Astrônomos americanos anunciaram neste final de semana a detecção de um astro do tipo terrestre fora do Sistema Solar. A façanha veio do maior grupo de caçadores de planetas do mundo, liderado pelos americanos Geoffrey Marcy e Paul Butler, respectivamente da Universidade da Califórnia em Berkeley e da Instituição Carnegie de Washington. A descoberta foi feita com a ajuda do Observatório Keck, no Havaí. O planeta está girando ao redor da estrela Gliese 876, uma anã vermelha (tipo de astro um pouco menor, mas similar ao Sol) localizada na constelação de Aquário, a uns 15 anos-luz de distância -uma verdadeira ninharia, em termos astronômicos (a estrela mais próxima do Sol, por exemplo, está a quatro anos-luz daqui). A detecção foi feita, como a maioria das descobertas até hoje, a partir do estudo do “bamboleio” que a estrela faz, conforme os planetas que giram ao redor dela puxam-na levemente em sua direção, pela força da gravidade. Foi desse mesmo jeito que dois outros planetas haviam sido descobertos ao redor de Gliese 876, anos atrás. Mas essas descobertas anteriores eram de astros muito parecidos com Júpiter, planetas gigantes gasosos em que a vida, ao menos nas formas que existem na Terra, não pode florescer. O terceiro planeta detectado ao redor da anã vermelha, no entanto, é de outro tipo.
Com cerca de duas vezes o diâmetro da Terra e aproximadamente 7,5 vezes mais maciço, ele entra na categoria dos chamados planetas terrestres – o que quer dizer que têm um chão rochoso e uma dinâmica geológica similar à da Terra. Mas não necessariamente são habitáveis. O astro recém-descoberto, por exemplo, é tudo, menos hospitaleiro. Ele tem uma órbita muito pequena em torno de sua estrela, com uns 2% do diâmetro da órbita terrestre ao redor do Sol. Em outras palavras, ele está sempre muito colado à estrela.
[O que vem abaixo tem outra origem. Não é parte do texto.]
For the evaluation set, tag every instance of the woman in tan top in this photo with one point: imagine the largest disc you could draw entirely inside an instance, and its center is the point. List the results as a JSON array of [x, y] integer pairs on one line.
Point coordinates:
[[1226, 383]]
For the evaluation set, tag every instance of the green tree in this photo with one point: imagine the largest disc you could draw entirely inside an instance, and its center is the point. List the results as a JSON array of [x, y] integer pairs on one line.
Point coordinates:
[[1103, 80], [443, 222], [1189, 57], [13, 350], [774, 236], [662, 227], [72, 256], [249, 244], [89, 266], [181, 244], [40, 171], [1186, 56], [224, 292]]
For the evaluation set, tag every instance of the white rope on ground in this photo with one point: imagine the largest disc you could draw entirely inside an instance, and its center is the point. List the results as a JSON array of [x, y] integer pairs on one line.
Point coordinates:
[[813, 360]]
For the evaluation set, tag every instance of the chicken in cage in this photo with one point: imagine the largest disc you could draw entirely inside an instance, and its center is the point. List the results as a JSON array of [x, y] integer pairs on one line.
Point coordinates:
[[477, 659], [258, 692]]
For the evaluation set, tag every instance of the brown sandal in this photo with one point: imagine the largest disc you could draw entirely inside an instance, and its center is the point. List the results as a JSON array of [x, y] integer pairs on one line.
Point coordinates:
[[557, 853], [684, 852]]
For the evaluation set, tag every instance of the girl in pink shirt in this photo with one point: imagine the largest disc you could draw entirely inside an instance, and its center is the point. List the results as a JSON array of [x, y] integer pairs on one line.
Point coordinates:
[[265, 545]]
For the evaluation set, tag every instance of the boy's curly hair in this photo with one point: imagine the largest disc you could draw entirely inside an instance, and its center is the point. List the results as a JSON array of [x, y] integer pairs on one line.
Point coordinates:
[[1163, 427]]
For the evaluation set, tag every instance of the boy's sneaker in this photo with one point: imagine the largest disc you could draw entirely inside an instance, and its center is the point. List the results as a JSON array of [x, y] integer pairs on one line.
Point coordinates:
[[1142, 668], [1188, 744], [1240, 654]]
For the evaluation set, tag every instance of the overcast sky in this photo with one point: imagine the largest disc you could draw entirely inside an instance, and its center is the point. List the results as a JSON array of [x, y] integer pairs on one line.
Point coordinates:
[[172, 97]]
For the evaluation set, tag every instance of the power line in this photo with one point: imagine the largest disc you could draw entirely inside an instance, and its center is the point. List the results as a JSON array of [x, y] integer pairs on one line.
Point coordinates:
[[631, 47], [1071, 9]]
A temperatura superficial nesse planeta, segundo estimam os cientistas, varia de 200 a 400 graus Celsius durante o dia. Ele consegue completar uma volta inteira ao redor da estrela – um ano local – em menos de dois dias terrestres. Com seu tamanho, ele não pode ser um gigante gasoso. Em compensação, no Sistema Solar, não há nenhum planeta terrestre com esse porte. O maior por aqui é a Terra, com quase o mesmo tamanho de Vênus. Marte e Mercúrio, os outros dois “terrestres” locais, são ainda menores. Sua órbita curta também em nada lembra as dos planetas ao redor do Sol. “Esse é o menor planeta extra-solar já detectado e o primeiro de uma nova classe de planetas terrestres”, disse Paul Butler. “É como um primo maior da Terra”.
A busca por iguais. “Por que todos os sistemas descobertos teimam em ser tão diferentes do nosso?”, diz Cássio Leandro Barbosa, do IAG (Instituto de Astronomia, Geofísica e Ciências Atmosféricas) da USP, astrônomo não envolvido no achado. “Dois planetas do porte de Júpiter e um rochoso com período de dois dias? Começo a crer que os outros sistemas são os normais, o nosso é que é esquisito”. A busca por planetas extra-solares tem por objetivo justamente entender o quanto o Sistema Solar e a Terra são raros no Universo. Embora esse novo achado enfatize as diferenças entre os membros solares e os mais de 150 planetas já detectados em outras estrelas, Marcy e Butler têm a expectativa de reverter esse quadro. O grupo continuará trabalhando para identificar planetas em distâncias mais palatáveis da estrela, na chamada zona habitável, onde água em estado líquido possa ser estável na superfície. “Nós continuamos empurrando os limites do que podemos detectar, e estamos chegando mais e mais perto de encontrar Terras”, disse Steven Vogt, da Universidade da Califórnia em Santa Cruz, também membro do grupo. De fato, até essa descoberta, os menores planetas detectáveis eram do porte de Urano e Netuno. A partir de agora, está aberta a temporada de caça aos mundos rochosos. E a corrida deve esquentar mesmo depois de 2006. “Com as técnicas atuais, não se consegue ainda detectar um planeta rochoso na zona habitável”, diz Eduardo Janot Pacheco, astrônomo do IAG da USP. “Por essa razão é que estamos esperando com ansiedade o Corot e o Kepler”, respectivamente satélites europeu (com participação brasileira) e americano que farão detecção de planetas nessas condições, a partir de 2006 e 2008.